The important detail is not just that Apple may be building a foldable. The more useful clue is proportion. A wider opened shape would let Apple avoid one of the biggest complaints around early book-style foldables: they can become tall, awkward mini-tablets instead of comfortable reading, browsing, and productivity devices. If the photos are close to Apple's current target, the company appears to be aiming for a device that opens into something closer to a small iPad than a stretched iPhone screen.
What the dummy points toward
Dummy models usually come from case makers, accessory partners, or supply-chain measurements. They do not confirm final materials, software, hinge design, battery capacity, or naming. Still, they are useful because the external geometry needs to be realistic enough for accessory work. Camera cutouts, hinge radius, button positions, and screen proportions are hard to fake if multiple physical samples line up with the same story.
| Leak clue | Possible reading | Buyer impact |
|---|---|---|
| Wide inner display | Apple may prioritize tablet-like use after opening. | Better web, notes, maps, and multitasking comfort. |
| Visible central crease | The hinge problem is not magically gone yet. | Users should expect a foldable compromise. |
| Simple rear camera zone | Design may be tuned for thinness and weight first. | Camera ambitions could be balanced against portability. |
| Ultra-style rumor name | Apple could position the device above Pro models. | Pricing may sit well above normal flagship phones. |
Apple has a reason to move cautiously. Foldables are no longer experimental, but they are still risky for a company that sells hardware on reliability, serviceability, battery life, and long software support. A foldable iPhone would put Apple into a category where the screen is the hinge, the hinge is the frame, and durability is part of the daily user experience. That is a different challenge from making a thinner slab phone.
The rumored timing matters as well. A late-2026 or later launch would put Apple into a market where Samsung, Motorola, Honor, Xiaomi, Oppo, and others have already spent years learning what buyers tolerate. Apple does not need to be first. It needs to make the first iPhone foldable feel ordinary enough to trust and premium enough to justify the price.

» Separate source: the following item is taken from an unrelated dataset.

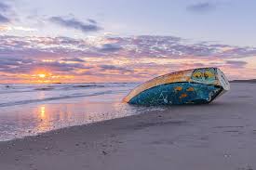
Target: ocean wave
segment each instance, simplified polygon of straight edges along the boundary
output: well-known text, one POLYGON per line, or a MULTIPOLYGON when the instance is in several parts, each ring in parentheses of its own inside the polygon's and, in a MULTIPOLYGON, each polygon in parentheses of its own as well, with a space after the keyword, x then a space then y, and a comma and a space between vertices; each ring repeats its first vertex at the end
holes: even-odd
MULTIPOLYGON (((58 100, 58 99, 68 99, 68 98, 82 98, 82 97, 100 96, 100 95, 105 95, 105 94, 112 94, 113 92, 114 92, 113 90, 107 90, 107 91, 96 92, 96 93, 92 93, 92 94, 73 94, 73 95, 69 95, 69 96, 52 97, 52 98, 42 98, 42 99, 27 99, 27 100, 21 100, 21 101, 0 103, 0 107, 23 105, 23 104, 30 104, 30 103, 58 100)), ((115 93, 116 93, 116 91, 115 91, 115 93)))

If Apple uses the foldable as an iPhone-iPad bridge, iPhone software will be as important as the hardware. The device would need clean app scaling, strong split-screen behavior, smooth keyboard transitions, and camera workflows that feel natural whether the phone is closed, half-open, or flat. A wider inner screen only pays off if the operating system treats that space as a real work surface.
For now, the leak should be read as a physical design signal rather than a launch promise. The dummy photos suggest Apple is testing a shape that solves a real foldable problem, but they do not settle the harder questions around durability, battery life, and price. Those are the details that will decide whether the first foldable iPhone becomes a niche luxury device or the start of a new iPhone tier.